Now that everyone is looking forward to fall, I thought I’d share one of the donut recipes I developed two autumns ago. These spicy pomegranate donuts are light in texture and aroma, making them perfect for early fall when the weather is still too warm for rich flavors.
Fun fact: pomegranates are in season from September to February in the northern hemisphere, although you can usually find them year round at the grocery store.
Since these are baked donuts, they are so easy to make. There’s no need for yeast leavening, or cleaning up used oil. You could quickly whip them up on a Sunday evening and enjoy them over the next few days. They make for a perfect snack or dessert and are easy to pack for work or school.
I made the donuts using a simple, classic batter. You only need a couple simple ingredients such as: flour, sugar, butter, eggs, cream, baking powder, vanilla extract, and spices. To complement the pomegranate glaze, I also used the following spices: star anise, cinnamon, and nutmeg.
To make the glaze, I mixed a little pomegranate juice with some icing sugar. And look how pink the glaze looks from only 3-4 tbsp. of juice!
I also decorated my donuts with a couple pomegranate seeds as I thought they were looking too plain. But this step is optional.
If you have extras, you can freeze them in ziplock bags. Let them thaw at room temperature and eat them right away. Once you thaw them, they dry out very quickly.
See more donut recipes here.
And lastly, this is how to make the spicy pomegranate donuts:
Spicy Pomegranate Donuts
For the batter:
- 2 large eggs at room temperature
- 1 cup (150 g/ 5 ¼ oz.) all-purpose flour
- ½ cup (100 g/ 3 ½ oz.) granulated sugar
- ½ stick (60 g/ 2 oz.) unsalted butter at room temperature
- ½ cup (120 ml/ 4 ¼ oz.)cream (35% fat content)
- 1 tsp ground star anise seeds
- ½ tsp ground cinnamon
- ½ tsp ground nutmeg
- 1 tsp vanilla extract
- 1 tsp baking powder
- ¼ tsp salt
- 1 tbsp. unsalted butter at room temperature for greasing the pan
For the glaze:
- 1 ¾ cups (200 g/ 7 oz.) icing sugar
- 3-4 tbsp. freshly squeezed pomegranate juice
For the batter:
- Pre-heat oven to 180 °C (350 °F).
- Sift the flour, ground star anise, cinnamon, and nutmeg into a bowl, add the baking powder and mix them with a whisk.

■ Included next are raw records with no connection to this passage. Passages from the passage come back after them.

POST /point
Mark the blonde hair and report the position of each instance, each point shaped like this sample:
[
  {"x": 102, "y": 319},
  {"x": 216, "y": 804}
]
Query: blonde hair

- Gently melt the butter over low temperature. Make sure the butter does not bubble. Once melted, set it aside and allow it to cool a little.
- Crack the eggs into another bowl, add the sugar and beat at high speed with an electric mixer.The mixture is ready when almost triple in volume and light in colour. Add the vanilla extract, salt, cream and mix.
- Using a spatula, add the flour mix to the egg mix in 2-3 steps, mixing gently after each step. Make sure the flour is well incorporated, but do not over mix. Once the flour has been incorporated, fold in the melted cooled butter. Allow the batter to sit for 5 minutes.
- Grease the donut pan with room temperature butter. Pipe the batter filling ¾ of each cavity. Bake for 10 minutes, or until donuts spring back when gently pressed.
- Once baked, take the pan out of the oven and allow the donuts to cool in the donut pan 2-3 minutes at room temperature. Transfer them to a rack and let them sit until completely cooled.
For the glaze:
- In a bowl, mix the icing sugar and pomegranate juice until sugar is dissolved and mixture looks creamy. If the glaze is too thick, add 1 more tbsp. pomegranate juice. Pour or drizzle over the donuts.